Last March, I wrote about how fortunate we are in operations (ops) to go unnoticed because of our consistently high uptime. Since then, we’ve continued to fly under the radar by maintaining more than 99.9% uptime, even celebrating four 100% months (with copious amounts of whiskey, mind you) while growing considerably. So what’s our secret sauce for maintaining stability? Planning aggressively.
Each month, our engineering team looks at our customer growth and sales pipeline and forecasts our usage for the following two to three months. During this process, we brainstorm the what-ifs and plan for any that we deem foreseeable beyond our forecasted needs. We strive to launch efforts months before they’re needed.
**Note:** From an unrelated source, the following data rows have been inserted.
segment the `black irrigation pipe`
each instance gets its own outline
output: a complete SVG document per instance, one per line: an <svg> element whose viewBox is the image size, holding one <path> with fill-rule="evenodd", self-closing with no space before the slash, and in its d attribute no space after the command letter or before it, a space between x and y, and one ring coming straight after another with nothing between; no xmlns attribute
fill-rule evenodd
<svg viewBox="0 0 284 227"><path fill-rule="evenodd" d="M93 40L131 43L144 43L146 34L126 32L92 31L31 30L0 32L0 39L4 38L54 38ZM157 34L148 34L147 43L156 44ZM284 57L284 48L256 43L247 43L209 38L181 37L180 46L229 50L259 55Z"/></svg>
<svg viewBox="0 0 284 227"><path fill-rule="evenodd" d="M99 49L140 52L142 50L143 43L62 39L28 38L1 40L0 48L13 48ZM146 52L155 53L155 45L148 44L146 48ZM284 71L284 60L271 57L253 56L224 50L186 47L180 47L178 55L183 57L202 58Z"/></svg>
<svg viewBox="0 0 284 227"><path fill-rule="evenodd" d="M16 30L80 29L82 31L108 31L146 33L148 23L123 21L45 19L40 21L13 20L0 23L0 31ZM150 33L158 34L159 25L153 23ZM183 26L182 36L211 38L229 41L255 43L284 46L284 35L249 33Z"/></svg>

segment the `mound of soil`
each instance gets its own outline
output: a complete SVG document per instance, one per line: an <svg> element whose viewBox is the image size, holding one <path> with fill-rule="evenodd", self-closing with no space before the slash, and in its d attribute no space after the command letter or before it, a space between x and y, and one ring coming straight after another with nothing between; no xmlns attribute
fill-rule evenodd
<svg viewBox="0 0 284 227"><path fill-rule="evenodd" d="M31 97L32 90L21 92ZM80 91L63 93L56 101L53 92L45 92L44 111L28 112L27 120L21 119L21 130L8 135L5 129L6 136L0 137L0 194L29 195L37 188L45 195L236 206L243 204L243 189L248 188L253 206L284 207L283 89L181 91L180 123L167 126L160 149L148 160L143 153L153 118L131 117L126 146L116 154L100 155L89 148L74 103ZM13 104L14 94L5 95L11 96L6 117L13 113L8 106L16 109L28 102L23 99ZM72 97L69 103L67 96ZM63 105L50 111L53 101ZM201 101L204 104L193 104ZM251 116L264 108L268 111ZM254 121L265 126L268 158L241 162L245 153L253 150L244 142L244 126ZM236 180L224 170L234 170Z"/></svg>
In my last post, I discussed a few of these preemptive initiatives that we were actively working on, and I’m proud to say that we accomplished the following:
Sharded Databases – As our customer base and data volume grows, using one large database would cripple Zendesk through stability issues slow load times. To avoid this, we moved to a sharded environment that spreads our customers across multiple smaller databases. We then keep backups of each of these, and backups of the backups (redundancy FTW!) to help make sure things run smoothly and can survive the worst.
Quadrupling the number of servers – There’s also a limit to how many requests a server can process, so we decided to quadruple our number of servers to keep things flowing smoothly as we grow.
Cloud data storage – We moved our ticket attachment storage to Rackspace’s CloudFiles and Amazon’s S3 storage solutions as a way to help protect them and reduce our storage load.
Increasing network scalability – To keep pace with our ever-increasing traffic, we upgraded our load balancers to F5 BigIPs that keep our requests and data routed quickly and reliably.
With our eyes fixed on the horizon like sea captains of yore, we’re currently planning a few major moves for 2012, including the following:
Adding a second datacenter – In a long awaited move, we’re building out a new datacenter. We’ll be using this datacenter to further increase our capacity and enable us to serve more customers faster. Not only will our capacity increase we will make sure that all customer data exists in multiple physical locations. For those of you familiar with the acronyms; this will form the backbone of our business continuity planning (BCP) and disaster recovery (DR) strategies. Because this is a big move, we’ve been doing this slowly and carefully and we expect to have it up and running in the first half of 2012.
Partitioning our application – A new datacenter is no good unless our application is prepared to run on more than one server cluster at once. Thus we’ve put in a huge amount of effort to break up the application into multiple pieces and to allow each piece to run in multiple places. This effort will launch in tandem with the datacenter, and while it’ll be transparent to you, it’ll be the culmination of months of work by us!
There are also a couple of things we’re constantly improving:
Improving system monitoring – Every 5 minutes we run more than 1000 checks across our service! Next year we’ll probably add at least another 2000 checks. By having our systems find out when something is broken, we make sure our customers don’t have to!
Reducing our downtime – We hate downtime and we’re constantly refining our failover processes to reduce the amount of time it takes to recover from hardware failure. In 2012 we’re aiming to have automated systems promote new hardware to recover from failure as soon as it is detected.
As you can see, we go to great lengths to plan for the future and ensure consistency. This is just a small glimpse at everything our operations team is currently working on, because they like to keep their reputation as the unsung heroes of Zendesk. This is the first of a three-part series–more to come on our current infrastructure setup, how we automate our processes and just how much data we’re processing each and every day.